Relações Varsóvia-Berlim

Varsóvia julgou mal o interesse de Trump pela Polônia: ele estava principalmente interessado no potencial de interferência da política polonesa na UE e no relacionamento tenso com a Alemanha, país este que Trump escolhera como seu principal inimigo na Europa. Com Biden será exatamente o oposto: a Polônia é um parceiro interessante se tiver boas relações com Berlim. E Biden quer fortalecer a UE, não enfraquecê-la e, de forma alguma, aliená-la da Alemanha, avalia Buras.

Para a Polônia, a vitória eleitoral de Biden significa uma mudança de perspectiva: o partido PiS está passando por sua maior crise devido aos protestos em andamento contra as leis de aborto, a sua má gestão da pandemia de covid-19, a disputa com a UE sobre o Estado de Direito e disputas partidárias internas. No entanto, Buras não espera uma mudança de orientação, mas apenas uma correção de rumo na política polonesa.

O analista Marcin Zaborowski, da revista Res Publica Nowa, afirma que a Polônia perdeu o seu parceiro ideológico mais próximo.
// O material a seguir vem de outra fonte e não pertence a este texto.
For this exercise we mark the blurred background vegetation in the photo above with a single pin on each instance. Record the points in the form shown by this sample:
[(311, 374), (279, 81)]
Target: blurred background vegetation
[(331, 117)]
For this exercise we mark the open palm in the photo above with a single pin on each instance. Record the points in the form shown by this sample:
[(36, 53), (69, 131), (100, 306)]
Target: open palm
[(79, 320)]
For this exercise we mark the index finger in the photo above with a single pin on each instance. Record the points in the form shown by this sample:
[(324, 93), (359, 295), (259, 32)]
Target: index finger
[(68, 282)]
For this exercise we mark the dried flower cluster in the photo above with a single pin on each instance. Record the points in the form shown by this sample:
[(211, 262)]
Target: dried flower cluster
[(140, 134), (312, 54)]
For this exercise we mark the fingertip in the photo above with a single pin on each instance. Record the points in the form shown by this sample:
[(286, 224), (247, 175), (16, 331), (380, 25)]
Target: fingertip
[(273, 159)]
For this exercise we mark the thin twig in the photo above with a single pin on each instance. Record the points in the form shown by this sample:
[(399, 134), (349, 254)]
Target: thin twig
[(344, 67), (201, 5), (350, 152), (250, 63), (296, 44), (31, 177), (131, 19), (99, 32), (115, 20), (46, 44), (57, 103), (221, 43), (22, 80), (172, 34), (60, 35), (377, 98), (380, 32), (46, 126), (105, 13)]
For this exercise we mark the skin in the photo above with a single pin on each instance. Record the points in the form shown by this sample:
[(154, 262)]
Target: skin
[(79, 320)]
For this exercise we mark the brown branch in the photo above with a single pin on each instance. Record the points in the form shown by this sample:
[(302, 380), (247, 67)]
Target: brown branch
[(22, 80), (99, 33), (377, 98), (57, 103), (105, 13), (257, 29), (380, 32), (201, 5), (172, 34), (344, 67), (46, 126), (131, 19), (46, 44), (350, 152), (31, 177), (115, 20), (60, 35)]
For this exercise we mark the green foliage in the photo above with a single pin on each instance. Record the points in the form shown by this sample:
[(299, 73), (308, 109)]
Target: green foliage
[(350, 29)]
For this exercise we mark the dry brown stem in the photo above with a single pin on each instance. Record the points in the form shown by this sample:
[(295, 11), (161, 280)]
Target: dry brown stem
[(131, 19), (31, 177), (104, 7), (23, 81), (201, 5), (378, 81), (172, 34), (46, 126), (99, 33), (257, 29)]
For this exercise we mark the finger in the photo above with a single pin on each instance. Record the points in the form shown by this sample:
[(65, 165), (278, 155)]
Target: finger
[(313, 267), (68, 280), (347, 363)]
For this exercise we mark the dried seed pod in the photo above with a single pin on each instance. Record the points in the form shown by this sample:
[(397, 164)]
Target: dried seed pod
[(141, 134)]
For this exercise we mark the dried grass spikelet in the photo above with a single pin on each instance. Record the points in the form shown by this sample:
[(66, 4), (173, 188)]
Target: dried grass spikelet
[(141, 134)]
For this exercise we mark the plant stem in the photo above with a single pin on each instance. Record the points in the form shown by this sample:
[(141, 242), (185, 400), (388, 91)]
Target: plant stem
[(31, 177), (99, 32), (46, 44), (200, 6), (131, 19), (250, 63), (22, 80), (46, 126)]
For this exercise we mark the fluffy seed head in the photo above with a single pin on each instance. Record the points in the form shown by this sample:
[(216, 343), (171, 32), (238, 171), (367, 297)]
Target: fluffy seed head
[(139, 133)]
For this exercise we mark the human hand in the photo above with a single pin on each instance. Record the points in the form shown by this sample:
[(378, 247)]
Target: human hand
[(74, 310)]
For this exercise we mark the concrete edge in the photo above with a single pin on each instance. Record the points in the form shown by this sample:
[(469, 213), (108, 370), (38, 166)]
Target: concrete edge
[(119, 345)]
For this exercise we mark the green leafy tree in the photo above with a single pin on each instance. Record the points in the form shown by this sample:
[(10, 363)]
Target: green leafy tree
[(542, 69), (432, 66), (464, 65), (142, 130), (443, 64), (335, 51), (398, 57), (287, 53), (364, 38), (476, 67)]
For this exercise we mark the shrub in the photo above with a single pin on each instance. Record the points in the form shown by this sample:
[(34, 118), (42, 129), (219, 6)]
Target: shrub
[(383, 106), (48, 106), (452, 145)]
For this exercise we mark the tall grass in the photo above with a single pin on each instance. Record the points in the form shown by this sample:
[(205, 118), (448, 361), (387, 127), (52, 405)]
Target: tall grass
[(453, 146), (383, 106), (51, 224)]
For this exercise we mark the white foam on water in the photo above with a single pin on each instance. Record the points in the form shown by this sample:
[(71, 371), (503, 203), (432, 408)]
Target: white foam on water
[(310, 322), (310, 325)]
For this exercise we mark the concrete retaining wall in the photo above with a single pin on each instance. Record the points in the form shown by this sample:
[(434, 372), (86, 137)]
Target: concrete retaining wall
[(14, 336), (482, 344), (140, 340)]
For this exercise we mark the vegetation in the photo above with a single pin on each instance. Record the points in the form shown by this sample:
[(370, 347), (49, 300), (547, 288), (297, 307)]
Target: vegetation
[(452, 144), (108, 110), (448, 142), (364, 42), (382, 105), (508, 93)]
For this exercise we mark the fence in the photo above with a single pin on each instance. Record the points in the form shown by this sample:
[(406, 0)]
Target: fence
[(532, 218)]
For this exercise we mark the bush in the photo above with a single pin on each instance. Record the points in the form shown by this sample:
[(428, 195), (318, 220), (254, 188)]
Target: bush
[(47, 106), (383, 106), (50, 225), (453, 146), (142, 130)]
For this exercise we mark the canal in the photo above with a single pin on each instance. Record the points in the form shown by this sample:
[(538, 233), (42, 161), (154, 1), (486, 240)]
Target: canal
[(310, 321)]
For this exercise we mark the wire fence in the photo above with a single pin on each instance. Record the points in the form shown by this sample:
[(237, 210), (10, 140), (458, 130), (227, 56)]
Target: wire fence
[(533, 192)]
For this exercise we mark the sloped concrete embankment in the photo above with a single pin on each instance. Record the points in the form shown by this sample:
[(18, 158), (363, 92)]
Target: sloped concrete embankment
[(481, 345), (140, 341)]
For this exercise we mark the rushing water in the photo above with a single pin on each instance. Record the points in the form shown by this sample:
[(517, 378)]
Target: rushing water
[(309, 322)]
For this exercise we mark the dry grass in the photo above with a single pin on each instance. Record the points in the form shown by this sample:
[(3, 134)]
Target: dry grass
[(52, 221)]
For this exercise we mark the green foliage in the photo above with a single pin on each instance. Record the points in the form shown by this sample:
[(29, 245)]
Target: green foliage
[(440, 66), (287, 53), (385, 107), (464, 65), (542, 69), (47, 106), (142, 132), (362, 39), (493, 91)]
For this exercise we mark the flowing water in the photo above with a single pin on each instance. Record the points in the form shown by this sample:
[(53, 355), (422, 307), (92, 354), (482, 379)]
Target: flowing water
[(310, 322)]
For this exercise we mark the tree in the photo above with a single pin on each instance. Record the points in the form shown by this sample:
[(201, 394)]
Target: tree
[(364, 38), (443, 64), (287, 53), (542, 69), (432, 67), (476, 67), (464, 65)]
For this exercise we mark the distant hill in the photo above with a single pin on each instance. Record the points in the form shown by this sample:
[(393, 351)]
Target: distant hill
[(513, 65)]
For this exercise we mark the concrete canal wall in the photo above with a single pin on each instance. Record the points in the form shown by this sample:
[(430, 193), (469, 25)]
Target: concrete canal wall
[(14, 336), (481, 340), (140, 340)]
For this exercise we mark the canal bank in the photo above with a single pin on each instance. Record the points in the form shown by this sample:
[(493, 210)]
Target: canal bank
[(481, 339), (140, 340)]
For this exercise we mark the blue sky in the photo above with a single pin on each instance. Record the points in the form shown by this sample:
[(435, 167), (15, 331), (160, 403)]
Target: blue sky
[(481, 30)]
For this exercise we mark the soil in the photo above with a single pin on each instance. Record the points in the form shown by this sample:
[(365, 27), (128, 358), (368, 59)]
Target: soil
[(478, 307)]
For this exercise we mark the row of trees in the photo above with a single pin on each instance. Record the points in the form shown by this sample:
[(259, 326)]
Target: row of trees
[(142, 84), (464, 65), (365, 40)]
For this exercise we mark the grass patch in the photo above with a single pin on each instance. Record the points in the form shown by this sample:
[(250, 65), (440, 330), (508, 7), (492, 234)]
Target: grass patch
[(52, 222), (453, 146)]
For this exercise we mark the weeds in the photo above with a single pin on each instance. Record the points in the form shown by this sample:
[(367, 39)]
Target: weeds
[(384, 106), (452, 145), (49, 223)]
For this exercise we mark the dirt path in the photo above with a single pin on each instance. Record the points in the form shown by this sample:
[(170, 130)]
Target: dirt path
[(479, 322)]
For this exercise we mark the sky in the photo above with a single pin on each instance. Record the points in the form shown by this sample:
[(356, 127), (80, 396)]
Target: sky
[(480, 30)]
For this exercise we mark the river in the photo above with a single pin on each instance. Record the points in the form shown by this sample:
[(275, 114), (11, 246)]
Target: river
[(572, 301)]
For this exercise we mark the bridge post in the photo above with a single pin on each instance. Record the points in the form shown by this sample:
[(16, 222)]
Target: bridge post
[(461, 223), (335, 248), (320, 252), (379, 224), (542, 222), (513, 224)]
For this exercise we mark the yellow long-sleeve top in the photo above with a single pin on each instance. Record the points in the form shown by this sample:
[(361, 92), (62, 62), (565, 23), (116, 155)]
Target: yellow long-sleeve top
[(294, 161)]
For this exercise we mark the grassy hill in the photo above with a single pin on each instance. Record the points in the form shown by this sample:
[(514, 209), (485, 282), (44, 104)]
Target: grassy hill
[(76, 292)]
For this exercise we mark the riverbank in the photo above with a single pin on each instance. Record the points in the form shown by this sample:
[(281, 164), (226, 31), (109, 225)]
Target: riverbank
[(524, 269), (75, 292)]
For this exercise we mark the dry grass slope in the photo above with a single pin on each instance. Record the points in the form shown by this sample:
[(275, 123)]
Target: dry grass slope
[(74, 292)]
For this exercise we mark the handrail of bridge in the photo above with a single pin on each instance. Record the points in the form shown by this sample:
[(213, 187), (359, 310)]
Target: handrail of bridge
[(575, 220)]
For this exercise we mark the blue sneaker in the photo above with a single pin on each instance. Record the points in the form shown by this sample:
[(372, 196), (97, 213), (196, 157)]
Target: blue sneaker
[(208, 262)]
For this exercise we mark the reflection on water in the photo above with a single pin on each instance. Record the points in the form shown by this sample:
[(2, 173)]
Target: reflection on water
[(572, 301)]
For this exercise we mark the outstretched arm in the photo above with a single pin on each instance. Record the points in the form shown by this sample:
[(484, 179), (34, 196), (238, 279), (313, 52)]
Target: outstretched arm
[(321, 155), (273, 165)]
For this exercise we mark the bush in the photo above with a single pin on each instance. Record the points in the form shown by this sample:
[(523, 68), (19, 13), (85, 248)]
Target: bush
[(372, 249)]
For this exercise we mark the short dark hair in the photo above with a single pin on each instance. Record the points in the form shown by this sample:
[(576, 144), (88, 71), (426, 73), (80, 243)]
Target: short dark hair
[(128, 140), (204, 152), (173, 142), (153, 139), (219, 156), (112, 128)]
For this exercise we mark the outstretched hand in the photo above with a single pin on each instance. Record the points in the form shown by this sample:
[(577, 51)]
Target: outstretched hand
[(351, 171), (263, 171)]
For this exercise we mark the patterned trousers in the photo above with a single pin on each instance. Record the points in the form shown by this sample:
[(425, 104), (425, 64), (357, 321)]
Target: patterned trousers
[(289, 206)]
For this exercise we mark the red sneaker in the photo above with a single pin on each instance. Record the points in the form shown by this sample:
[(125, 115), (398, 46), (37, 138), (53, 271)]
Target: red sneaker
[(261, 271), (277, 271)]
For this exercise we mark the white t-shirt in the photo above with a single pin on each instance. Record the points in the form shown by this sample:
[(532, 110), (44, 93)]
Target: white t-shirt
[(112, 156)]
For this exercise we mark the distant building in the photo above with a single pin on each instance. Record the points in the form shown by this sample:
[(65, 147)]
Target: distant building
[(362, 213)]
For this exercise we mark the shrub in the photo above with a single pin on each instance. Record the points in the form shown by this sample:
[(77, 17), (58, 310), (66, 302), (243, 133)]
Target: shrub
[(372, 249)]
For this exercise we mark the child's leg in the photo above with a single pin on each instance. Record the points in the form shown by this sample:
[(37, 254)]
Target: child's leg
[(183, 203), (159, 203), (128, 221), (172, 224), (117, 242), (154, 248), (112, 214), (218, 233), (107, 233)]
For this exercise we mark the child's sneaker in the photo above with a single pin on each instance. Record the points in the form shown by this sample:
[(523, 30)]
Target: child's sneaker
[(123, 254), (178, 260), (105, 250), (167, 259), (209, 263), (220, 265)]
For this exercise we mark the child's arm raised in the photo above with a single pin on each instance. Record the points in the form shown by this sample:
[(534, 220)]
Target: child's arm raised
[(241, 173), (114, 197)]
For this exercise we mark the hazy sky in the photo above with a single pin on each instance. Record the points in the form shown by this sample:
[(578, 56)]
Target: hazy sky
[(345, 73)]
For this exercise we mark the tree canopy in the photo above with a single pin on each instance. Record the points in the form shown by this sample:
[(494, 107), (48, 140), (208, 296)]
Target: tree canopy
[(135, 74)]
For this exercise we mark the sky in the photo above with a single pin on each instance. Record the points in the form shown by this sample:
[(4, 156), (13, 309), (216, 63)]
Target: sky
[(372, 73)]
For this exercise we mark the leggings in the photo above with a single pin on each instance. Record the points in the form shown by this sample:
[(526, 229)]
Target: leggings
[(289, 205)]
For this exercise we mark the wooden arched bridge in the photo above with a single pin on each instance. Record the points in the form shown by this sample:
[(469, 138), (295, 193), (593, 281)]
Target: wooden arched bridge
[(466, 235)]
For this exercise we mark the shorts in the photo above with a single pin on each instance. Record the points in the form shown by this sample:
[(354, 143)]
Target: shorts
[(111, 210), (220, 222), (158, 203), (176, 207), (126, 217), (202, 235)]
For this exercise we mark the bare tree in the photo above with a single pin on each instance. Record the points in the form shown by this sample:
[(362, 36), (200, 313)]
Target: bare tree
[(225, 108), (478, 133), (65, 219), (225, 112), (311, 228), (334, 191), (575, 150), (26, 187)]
As relações com os EUA deverão permanecer fortes, mas serão ofuscadas por disputas sobre os direitos LGBT e o Estado de Direito. Trump, por seu lado, nunca criticou a política da Polônia, e a relação foi "extremamente amigável", diz Zaborowski.

Para ele, o PiS vê a mudança em Washington com preocupação, se não rejeição. E seu principal ideólogo, Ryszard Legutko, já declarou que o resultado das eleições nos Estados Unidos foi "uma má notícia para o mundo ocidental" porque tornaria os Estados Unidos semelhantes à "Europa liberal de esquerda".

A UE e o adversário em Washington

O eurodeputado Sergey Lagodinsky, que representa os verdes alemães no Parlamento Europeu, afirma que será bom para a UE se Trump não colocar mais sua mão protetora sobre os populistas no Leste Europeu. Ele teria servido de "álibi" para o curso político deles.

Com Biden retornariam também os políticos amigos da União Europeia, que apostam na cooperação com Bruxelas em vez de cortejar as capitais individualmente. Além disso, eles conhecem os perigos de tendências não liberais e populistas. "Agora que o padrinho em Washington se foi, há melhores condições em muitas áreas", avalia o eurodeputado verde.

Lagodinskiy considera a eleição de Trump um "golpe contra a Internacional populista", mas ao mesmo tempo adverte contra o entusiasmo exagerado. "A eleição nos dá fôlego, mas não dispensa a Europa de fazer seu dever de casa." Para ele, isso vale para mais independência estratégica, mais coordenação em política externa e desegurança, o relacionamento com a China e muito mais.

No entanto, ele não espera efeitos imediatos da eleição, pois persiste a ameaça de veto ao orçamento da União Europeia, pela Polônia, Hungria ou mesmo Eslovênia, por causa da cláusula de Estado de Direito.

Da mesma forma como outros observadores, o político verde também avalia que, sem um presidente dos EUA mais interessado em dividir do que em fortalecer a Europa, a vida na UE como um todo pode ficar um pouco mais fácil.